Ce remarquable article explique pourquoi la Chine va se tourner vers les cultures de soja, blé, maïs et riz OGM, en développant l'exemple du riz.

 

En résumé, les raisons invoquées pour le riz OGM sont :

§           Nécessité absolue d'augmenter la production de riz (voir ci-dessous) ;

§           Accroissement des rendements allant jusqu'à 15% pour l'une des variétés testées (voir ci-dessous) ;

§           Bénéfice escompté pour l'agriculture en 2010 : 5 milliards de dollars par an ;

§           Diminution de l'emploi de pesticides permettant de sauver la vie de centaines de fermiers qui meurent chaque année des maladies qu'ils causent ;

§           Disponibilité de variétés de riz plus résistantes à la sécheresse ;

§           Diminution de l'emploi d'engrais qui polluent les eaux ;

§           Possibilité de produire des riz enrichis en vitamine A, ce qui permettrait de combattre la carence en cette vitamine qui rend aveugles environ 20.000 enfants chaque année en Asie.

Discussion

L'article, qui fait aussi le point sur les objections aux cultures OGM invoquées par les écologistes, a le mérite de mettre en lumière l'immense problème de nourriture de base qui se précise en Asie.

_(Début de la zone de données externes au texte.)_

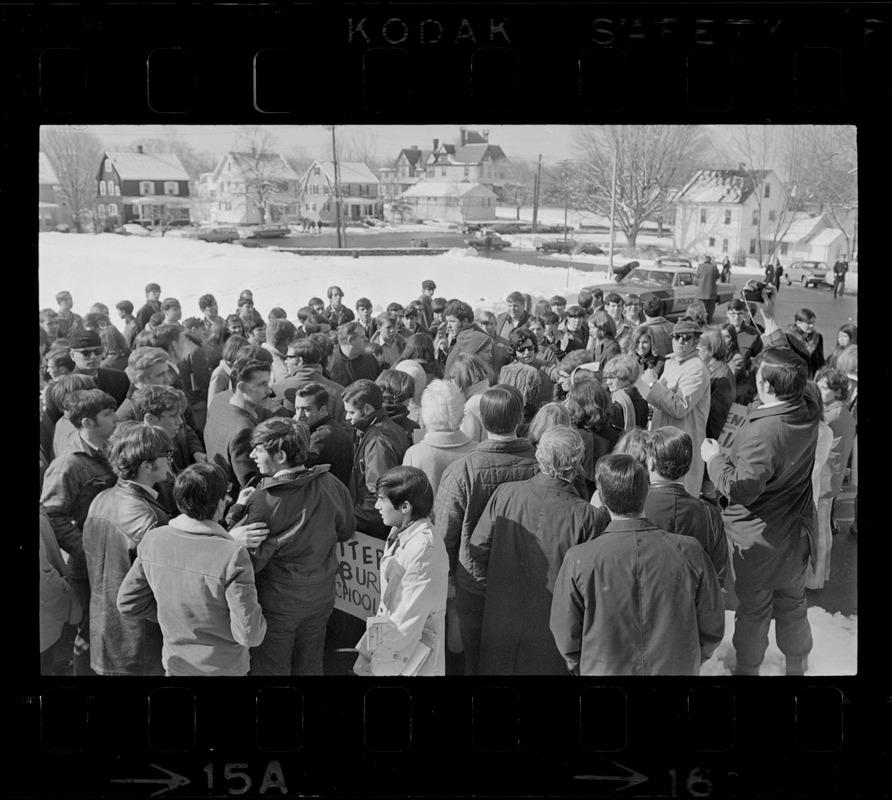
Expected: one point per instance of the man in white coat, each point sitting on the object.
(681, 396)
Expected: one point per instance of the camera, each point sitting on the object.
(752, 291)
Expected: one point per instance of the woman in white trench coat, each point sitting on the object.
(411, 619)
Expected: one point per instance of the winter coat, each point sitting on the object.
(414, 580)
(681, 398)
(767, 479)
(517, 549)
(308, 511)
(119, 518)
(465, 488)
(381, 445)
(199, 585)
(436, 451)
(672, 509)
(637, 601)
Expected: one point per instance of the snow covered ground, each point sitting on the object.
(110, 268)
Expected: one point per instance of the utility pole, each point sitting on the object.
(334, 155)
(536, 185)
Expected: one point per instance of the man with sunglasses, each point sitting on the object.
(681, 396)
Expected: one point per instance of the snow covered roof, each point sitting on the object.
(45, 171)
(720, 185)
(426, 188)
(148, 166)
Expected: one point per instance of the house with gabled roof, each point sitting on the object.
(149, 189)
(360, 192)
(250, 188)
(734, 212)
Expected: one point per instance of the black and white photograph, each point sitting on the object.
(448, 399)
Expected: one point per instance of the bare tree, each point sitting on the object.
(76, 157)
(651, 161)
(265, 172)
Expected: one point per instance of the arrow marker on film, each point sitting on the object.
(173, 780)
(632, 777)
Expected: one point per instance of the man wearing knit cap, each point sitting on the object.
(681, 396)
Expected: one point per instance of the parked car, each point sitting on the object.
(676, 286)
(568, 246)
(808, 273)
(488, 241)
(227, 235)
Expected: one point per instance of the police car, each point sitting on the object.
(675, 286)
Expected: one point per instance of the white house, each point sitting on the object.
(360, 192)
(451, 201)
(243, 182)
(729, 211)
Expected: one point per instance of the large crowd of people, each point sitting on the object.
(548, 483)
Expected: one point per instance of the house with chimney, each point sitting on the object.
(150, 189)
(359, 187)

§           La croissance de la population (l'Inde et la Chine totaliseront 3 milliards d'habitants en 2045) et son urbanisation progressive font s'étendre les villes et les routes au détriment des surfaces cultivées.

§           En même temps, la croissance des activités industrielles - indispensables pour donner du travail à la population - consomme de l'eau au détriment de l'agriculture ; l'eau est une ressource rare, et l'industrie l'accapare de plus en plus parce que sa valeur ajoutée par mètre cube d'eau est très supérieure à celle de l'agriculture.

§           Les activités de services, qui produisent encore plus de valeur ajoutée, se développent très vite. En Inde, elles représentent déjà 52% du PIB. Ces activités se développent en même temps que les villes, qui consomment aussi beaucoup d'eau.

§           Des phénomènes d'épuisement ou d'appauvrissement des sols réduisent les rendements. Compte tenu de la réduction des surfaces cultivées, la production de riz diminue rapidement, alors que la population augmente et que son niveau de vie croissant l'encourage à consommer davantage.

 

Le graphique ci-dessous, extrait de l'article et provenant du Programme des Nations unies pour l'alimentation, montre la baisse des surfaces cultivées, celle des rendements et celle de la production (produit surface x rendement), en même temps que la croissance de la population chinoise.

 

 

 

 

Ces chiffres montrent que la Chine n'a pas le choix : elle doit se développer extrêmement vite, pour pouvoir nourrir sa population et lui donner du travail. Chaque année, des millions de paysans chinois quittent les villages agricoles pour la ville ; il faut les loger et leur donner du travail, c'est pourquoi la Chine construit autant d'immeubles et d'usines.

 

La Chine ne pourra pas nourrir seule sa population et devra donc importer de plus en plus de nourriture, qu'il faudra payer avec des exportations de produits industriels. Elle devra aussi payer le pétrole, dont elle doit importer la totalité et qu'elle consomme de plus en plus.

 

La Chine ayant signé les accords de libre-échange de l'OMC, ses frontières s'ouvrent de plus en plus. La France et l'Union européenne pourront donc y exporter de plus en plus d'articles, de nourriture et de services. A long terme, la scolarisation en Chine et aux Indes étant pratiquement aussi totale qu'en France, ces pays deviendront progressivement des concurrents pour des produits et services de haute technologie.